Posted Jul 23, 2014 by Martin Armstrong
The Euro continues to sink lower as the dollar has risen to eight-month highs on worries over tougher sanctions to be imposed upon Russia and their potential impact on the seriously weak Eurozone growth. The tax rates in Europe are simply insane and now even the German population must work MORE than half the year just to pay taxes. Governments are consuming way too much of everyone’s income and this is seriously causing the living standards to decline and the collapse in any new business development. The EU Commission is into everything. Austria and Germany are now rejecting the EU Commission’s plans to control the strict organic farming.
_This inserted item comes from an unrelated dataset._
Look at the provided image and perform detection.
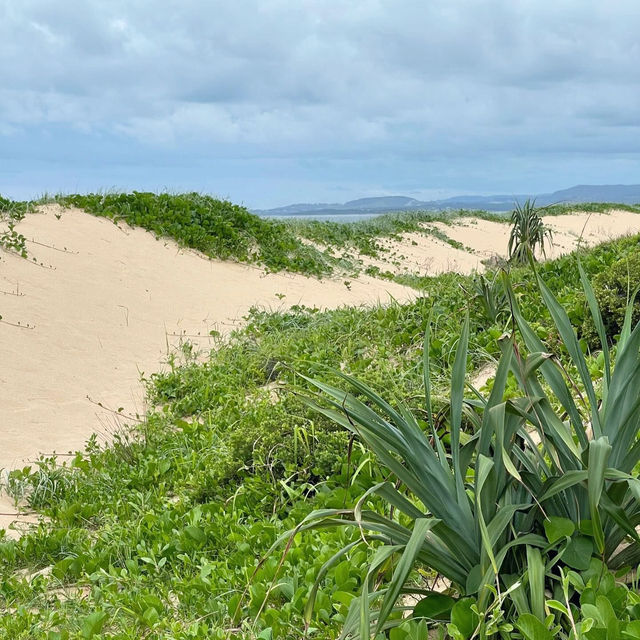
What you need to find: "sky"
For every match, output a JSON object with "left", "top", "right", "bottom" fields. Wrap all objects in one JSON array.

According to the plans, farmers can no longer switch between organic and conventional farming in the future. Agriculture Minister Schmidt fears the closure of small and medium-sized organic farms denying them the ability to follow the demand of the consumer. With every step they take, the EU Commission simply destroys jobs and raises taxes. With every regulation, they hire more bureaucrats to then go out and audit. It just never ends.
The euro/dollar has broken down and there seems not much hope in sight. It is breaking the uptrend line and the oscillator has been turning down for weeks now. The plan is to just flood the market with Euros. France wants the Euro devalued sharply to be able to sell their products. Between that and any further escalation in of tensions between Russia and USA could weigh seriously on the euro. Europe is distinctly exposed to Russia through trade, especially Germany in particular. Putin has already ordered to get rid of all German cars in government so sanctions could potentially have a negative impact on the euro moving forward. However, since trade is a tiny part of the problem, the real issue seems that even Russians prefer to buy property in London rather than continental Europe. That capital inflow helps Britain – not Euro based countries.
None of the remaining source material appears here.